Customers keep changing even in the Minnesota hay business.
Gary Hotovec sees the dynamic of that change over the 16 years that he has run a Wednesday “Hay Day” sale at his Hutchinson auction center. He shut down the auction center last year, but has maintained the hay sales.
“Today we’re selling primarily to local farmers within a 25-mile radius. And most of the hay comes in from that same geography,” Hotovec said. In 1994 when he bought the sale barn he estimated 90 percent of his hay sales went to dairy farmers. Today hay sales to dairy farmers are maybe 20 percent of each week’s volume with beef producers and another 40 to 50 percent to horse, goat and sheep owners.
Hay sales are a year-round event at his facility. June 3 when visited by The Land he was hosting his second “new crop” hay of this spring-summer season. A few hay sellers provide Relative Feed Value scores on hay they bring to the auction, “but we’re not heavy into the dairy area so that is less a factor,” Hotovec said. An RFV test is a must these days for larger dairies. His hay sales deal mostly in the small, square 50- to 60-pound bales.
For most of the buyers at Hotovec’s hay sales, fiber in the belly of their animals is the primary purchase requirement.
“Typically we’ll have 25 to 30 hay sellers here on any given Wednesday sale, but when we get into the January-to-March season we’ll have 55 to 60 hay sellers each sale,” he said. Hay markets have been fairly strong the past couple of years, Hotovec said, thus prices have been fairly steady.
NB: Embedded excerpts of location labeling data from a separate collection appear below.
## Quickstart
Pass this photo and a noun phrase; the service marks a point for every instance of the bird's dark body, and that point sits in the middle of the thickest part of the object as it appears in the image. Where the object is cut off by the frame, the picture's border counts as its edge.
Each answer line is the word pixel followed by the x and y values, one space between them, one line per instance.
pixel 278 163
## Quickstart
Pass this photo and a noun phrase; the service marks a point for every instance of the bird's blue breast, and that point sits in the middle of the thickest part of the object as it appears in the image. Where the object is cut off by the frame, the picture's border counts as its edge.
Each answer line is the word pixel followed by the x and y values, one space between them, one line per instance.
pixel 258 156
He talks of $2.50 to $3 per bale averages for these 50- to 60-pound bales but in late May they went over $4 per bale.
Hotovec deals in a wide variety of bales meaning some straight alfalfa, some alfalfa/grass, straight grass, Reed canary grass, alfalfa-timothy. “As you might expect every seller has a different situation, and it’s this variety of product that continues to keep a local auction such as ours popular to a wide variety of buyers,” he said.
Hotovec speculates that this Hutchinson auction has likely been a steady market for hay at least 40 years. Sure, there’s a bit of profit in providing a weekly hay auction, both for hay seller and the auction barn. “Sellers never tell me their production costs but they do tell me about sometimes being ‘burned’ by private treaty selling (selling on their own). So they don’t mind the small commission that we charge because they know they go home with a check,” he said. That really is the strength of a local auction that’s been around for a long time.
Hotovec is unsure how long he’ll continue the Wednesday hay sales, as he is also a licensed real estate broker and still conducts farm sales. “I really enjoy it. Lots of great friends, lots of steady customers and a convenient way to stay in touch with the pulse of our ag community.”
He already has a steady sale day assistant, Brad Thelen, a Long Prairie livestock feeder and sales promoter. “Quality is what sells, even when it comes to hay. So as long as you have variety in your hay products, you’ll have prices based on quality of that particular lot of hay,” Thelen said.
All hay gets a lot number and tag that gives the number of bales of that particular lot. “We can move through 4,000 to 5,000 bales in about an hour. Our pickup with P.A. system starts at the north end of the row of stacked bales. Then at the south end swings back to sell a few lots of big bales which are stacked separately. Buyers get here early so they can check the various lots and see what best fits their needs. It’s a neat, orderly process. Some buyers load their bales after the auction, some come back the next day,” Thelen said.